Uscendo di casa non sorrido e non abbraccio le mie bambine come al solito, le saluto soltanto, frettolosamente, un po' sfuggente. Sono molto dolorante, scoraggiata e rabbuiata, dalla mia bocca esce una frase per niente luminosa: “Che schifo di vita...". Mi pento immediatamente e immensamente di aver reso udibile un simile pensiero, ma è troppo tardi, la mia bambina di 11 anni mi ha sentito, lo vedo nel suo viso, nei suoi occhi interdetti e preoccupati.
Entro al lavoro col cappuccio in testa, sbatto e strofino forte i piedi sul tappeto d'ingresso.

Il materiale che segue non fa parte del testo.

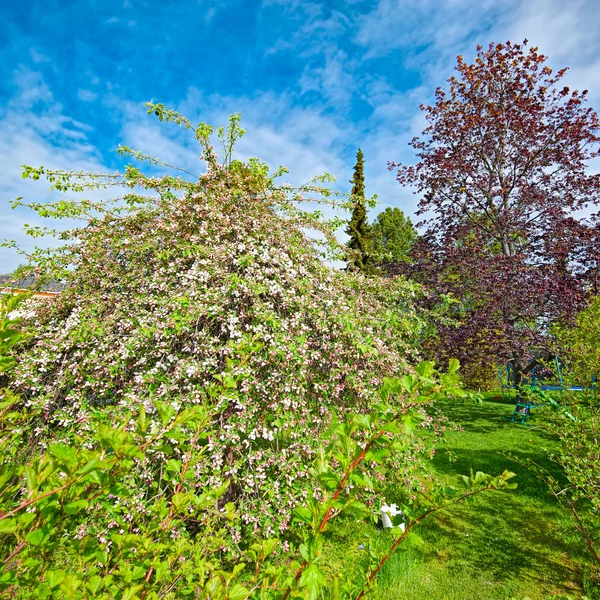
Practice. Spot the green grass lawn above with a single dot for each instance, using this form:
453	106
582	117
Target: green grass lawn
514	544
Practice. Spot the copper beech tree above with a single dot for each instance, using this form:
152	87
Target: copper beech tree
503	166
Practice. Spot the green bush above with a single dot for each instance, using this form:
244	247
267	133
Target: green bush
205	398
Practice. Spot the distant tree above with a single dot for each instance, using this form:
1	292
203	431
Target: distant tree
502	168
392	236
358	227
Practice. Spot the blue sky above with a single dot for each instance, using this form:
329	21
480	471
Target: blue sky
313	80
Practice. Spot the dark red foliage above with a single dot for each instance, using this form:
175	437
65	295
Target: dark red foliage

Passo il tesserino magnetico e incontro subito il mio responsabile.
- Ciao Sam. Piove tanto fuori?
- Ciao! No dai...
Piove molto di più dentro... (sussurrato)
- Come dici?
- Nulla, nulla d'importante.
La mattinata scorre, con le solite mansioni da svolgere ed io che non vedo l'ora che finisca: è una fatica erculea fingere la normalità.
Quando finalmente termina il mio turno di lavoro, me ne torno a casa come una che ha un'impellenza urgentissima da sbrigare.
Entrando in soggiorno noto un piccolo biglietto sistemato sopra il tavolo. Sul davanti recita: “Per la mamma migliore del mondo". Lo apro e vi trovo scritto:
“Cara mamma, spero sia stata una mattinata non troppo faticosa. Ti voglio tanto bene dalla tua Aghy" con cuoricini e smile sparsi negli spazi vuoti del foglio.
Mi siedo sul pavimento, con le spalle appoggiate al muro, le mani che stringono forte il biglietto e tante lacrime rumorose di vergogna, mescolata a gioia, sul viso.